Very Rare Viking Penny of Svend Forkbeard

CNG 109, Lot: 807. Estimate $2000.
Sold for $4250. This amount does not include the buyer’s fee.

DENMARK. Svend I Tveskæg (Forkbeard). Circa 986-1014. AR Penny (20mm, 2.15 g, 3h). Imitation of an Æthelred II Crux obverse/Intermediate Small Cross reverse types, York mint, moneyer Asketill. Lund(?) mint. Struck circa 997-1014. + EÐELRED REX Λ(NG)LOX, bust left; scepter before / + • OZ••CETL II–O EOFRII:O, small cross pattée. Malmer Chain 101, dies 9.1079 = Blackburn, English 5 (dies A/e); SCBI 29 (Merseyside), 1055 (same dies); Hild. 812 (same dies).
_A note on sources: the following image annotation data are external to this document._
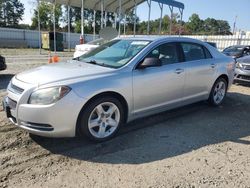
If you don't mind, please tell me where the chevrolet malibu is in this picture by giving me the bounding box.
[3,37,235,141]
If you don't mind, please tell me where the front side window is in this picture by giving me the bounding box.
[181,43,206,61]
[146,43,179,65]
[79,40,150,68]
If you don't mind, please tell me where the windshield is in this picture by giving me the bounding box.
[224,46,243,52]
[79,40,150,68]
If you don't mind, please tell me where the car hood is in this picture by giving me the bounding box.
[223,52,241,57]
[16,60,114,85]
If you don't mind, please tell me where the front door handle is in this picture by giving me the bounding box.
[175,69,184,74]
[211,63,216,69]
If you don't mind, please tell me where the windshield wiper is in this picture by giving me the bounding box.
[86,59,114,68]
[86,59,99,65]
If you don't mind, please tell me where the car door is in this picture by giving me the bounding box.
[133,43,185,113]
[180,43,216,102]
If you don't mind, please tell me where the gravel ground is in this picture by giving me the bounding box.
[0,50,250,187]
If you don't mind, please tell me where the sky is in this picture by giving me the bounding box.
[20,0,250,31]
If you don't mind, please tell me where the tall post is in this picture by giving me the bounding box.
[104,10,107,27]
[53,0,56,53]
[93,10,96,40]
[159,3,163,35]
[101,0,104,29]
[179,8,183,37]
[68,2,71,51]
[118,0,122,37]
[147,0,151,35]
[114,12,117,29]
[37,0,41,54]
[169,6,174,35]
[123,14,127,35]
[81,0,84,38]
[134,1,137,37]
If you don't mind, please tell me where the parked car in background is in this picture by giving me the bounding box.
[222,45,250,59]
[0,55,7,70]
[74,38,105,58]
[3,37,235,141]
[234,56,250,82]
[206,42,217,48]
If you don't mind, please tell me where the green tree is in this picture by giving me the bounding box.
[187,14,203,34]
[31,2,62,31]
[0,0,24,28]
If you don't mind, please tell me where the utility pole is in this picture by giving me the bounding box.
[233,15,238,35]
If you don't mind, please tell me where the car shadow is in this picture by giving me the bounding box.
[30,93,250,164]
[0,74,14,90]
[234,81,250,87]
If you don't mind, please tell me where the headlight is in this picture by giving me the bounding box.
[236,62,243,68]
[28,86,71,105]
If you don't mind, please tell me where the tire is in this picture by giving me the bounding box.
[208,78,228,106]
[77,96,125,142]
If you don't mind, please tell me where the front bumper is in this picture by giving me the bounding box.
[234,68,250,82]
[3,91,86,137]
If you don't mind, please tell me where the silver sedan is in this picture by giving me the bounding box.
[3,37,235,141]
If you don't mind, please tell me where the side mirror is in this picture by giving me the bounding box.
[138,57,162,69]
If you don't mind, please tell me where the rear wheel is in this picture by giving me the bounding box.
[208,78,227,106]
[78,97,124,141]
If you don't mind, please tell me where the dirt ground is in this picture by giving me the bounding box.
[0,50,250,188]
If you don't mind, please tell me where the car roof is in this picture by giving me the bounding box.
[117,36,204,44]
[228,45,249,48]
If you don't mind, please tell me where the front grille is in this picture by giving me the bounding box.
[10,83,24,94]
[7,98,17,109]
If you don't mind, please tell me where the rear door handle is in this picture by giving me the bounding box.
[211,63,216,69]
[175,69,184,74]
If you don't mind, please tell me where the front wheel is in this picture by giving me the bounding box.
[78,97,124,142]
[208,78,227,106]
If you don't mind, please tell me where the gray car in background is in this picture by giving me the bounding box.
[3,37,235,141]
[234,56,250,83]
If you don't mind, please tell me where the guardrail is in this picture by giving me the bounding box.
[0,27,250,50]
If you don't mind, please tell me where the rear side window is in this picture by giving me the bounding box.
[203,47,213,59]
[147,43,179,65]
[181,43,206,61]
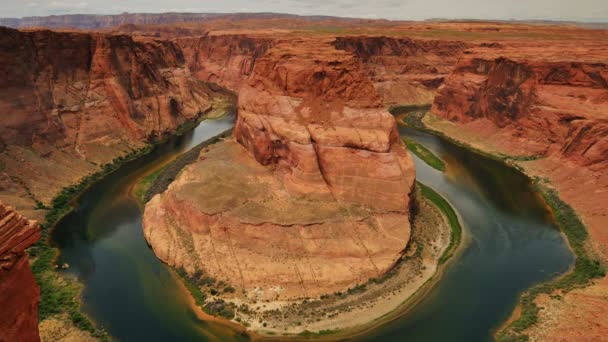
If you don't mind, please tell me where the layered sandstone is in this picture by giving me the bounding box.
[433,44,608,165]
[334,36,472,106]
[0,203,40,341]
[144,39,415,300]
[0,28,218,219]
[425,40,608,341]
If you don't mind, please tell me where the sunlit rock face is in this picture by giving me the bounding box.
[144,39,415,300]
[0,203,40,342]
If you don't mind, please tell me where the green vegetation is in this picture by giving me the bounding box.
[391,106,606,342]
[388,104,432,115]
[29,146,152,341]
[498,178,606,341]
[401,137,445,171]
[298,329,340,337]
[22,84,235,341]
[176,268,236,319]
[416,182,462,265]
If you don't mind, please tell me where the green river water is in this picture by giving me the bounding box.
[53,111,573,341]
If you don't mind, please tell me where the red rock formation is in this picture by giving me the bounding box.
[235,39,413,212]
[425,43,608,341]
[174,34,274,90]
[433,53,608,165]
[144,36,415,300]
[333,36,472,105]
[0,28,217,208]
[0,203,40,342]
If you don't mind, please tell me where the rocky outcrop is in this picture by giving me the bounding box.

VF, darkly toned, some peck marks as usual. Very rare.


From the BRN Collection.

This coin is struck from official dies taken from the English mint of York, muling the Crux type of Æthelred II on the obverse and on the reverse Æthelred's Intermediate Small Cross type by the York moneyer Asketill. Malmer's die study of the Anglo-Scandinavian coinage solidified the view that three geographic groups exist, correlating generally to the medieval kingdoms of Denmark, Norway, and Sweden. These dies are extensively linked to a chain that falls in the 'southern' group. It is thought that the coins of this group were likely struck in the Danish kingdom at the mint of Lund, with some possibly belonging to Sigtuna. Although these coins imitating the Anglo-Saxon series were struck until c. 1020, when Cnut the Great was striking his own coinage, this particular type, among the earliest issues, probably did not even last to the end of the reign of Svend Forkbeard.